Given their short duration and near-complete freedom from institutional constraints, nondegree executive-education programs offer Western business schools the greatest degree of flexibility. A business school's Asia strategy for these programs should be extremely market-centric and tailored to the peculiarities of each specific country and, if need be, even a particular industry within the country. Even questions such as whether or not to partner with another institution (such as a business school, a government agency, an industry association, or a law firm) should be viewed as tactical questions to be addressed on a case-by-case basis.
For many of the leading Western business schools, the toughest issue regarding nondegree executive-education programs pertains to pricing. Notwithstanding the fact that companies such as Tata Motors (TTM), Infosys (INFY), Huawei, and Haier are large global corporations by any measure, it is critical to remember that they are creatures of an extremely cost-conscious environment.
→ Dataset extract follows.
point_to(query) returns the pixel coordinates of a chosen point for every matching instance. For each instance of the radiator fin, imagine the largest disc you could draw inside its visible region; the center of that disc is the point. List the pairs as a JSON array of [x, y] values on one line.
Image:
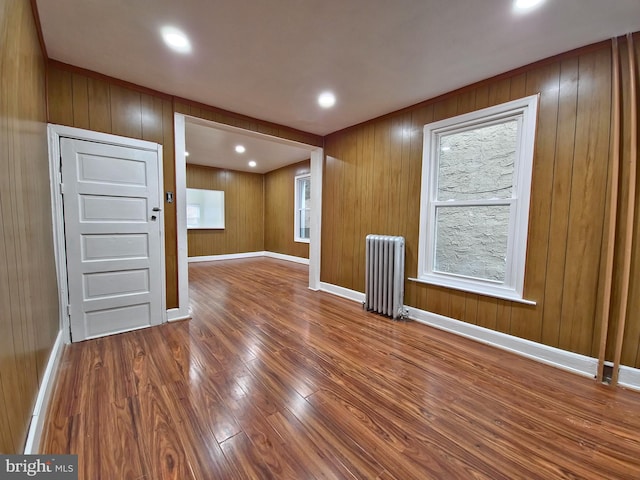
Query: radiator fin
[[384, 282]]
More often than not, a lower cost structure is also one of their primary sources of global competitive advantage. As a result, they tend to be price-conscious buyers and tough negotiators.
western b-schools must prove their premium
Whether or not a Tata Motors or a Huawei will be willing to pay a premium price to a Western business school—relative to a top-tier local school—will depend entirely on two factors: one, whether or not the Western business school can make a persuasive case that it offers added value; two, whether or not it brings brand cachet as a "thought leader." Faculty from a top-tier local school will almost always bring a better understanding of the local environment. The Western business school must be able to prove that the expertise of its faculty on globally important subjects will more than compensate for any weaknesses in local knowledge.
Partnering with a local school on an as-needed basis can be another strategy to address this weakness. Aside from making the case for added value, it is also important to note that premium pricing is impossible without a top-tier brand image. Even schools such as Harvard, Wharton, or INSEAD that enjoy the highest rankings in global surveys need to keep investing in brand-building efforts. Several of the leading local players in countries such as China, India, South Korea, and Singapore are extremely ambitious. They are also rapidly building the financial muscle to recruit top-tier PhD graduates and faculty from Western business schools to try to leapfrog into the ranks of the leading global schools.
In sum, Asia is different, diverse, and dynamic. To Western business schools it offers vast new opportunities but also serious competitive challenges. In designing their Asia strategies, business school deans need to undertake the analysis for each product line separately. They should also never forget the central maxim of business strategy: If you don't have a competitive advantage, don't compete.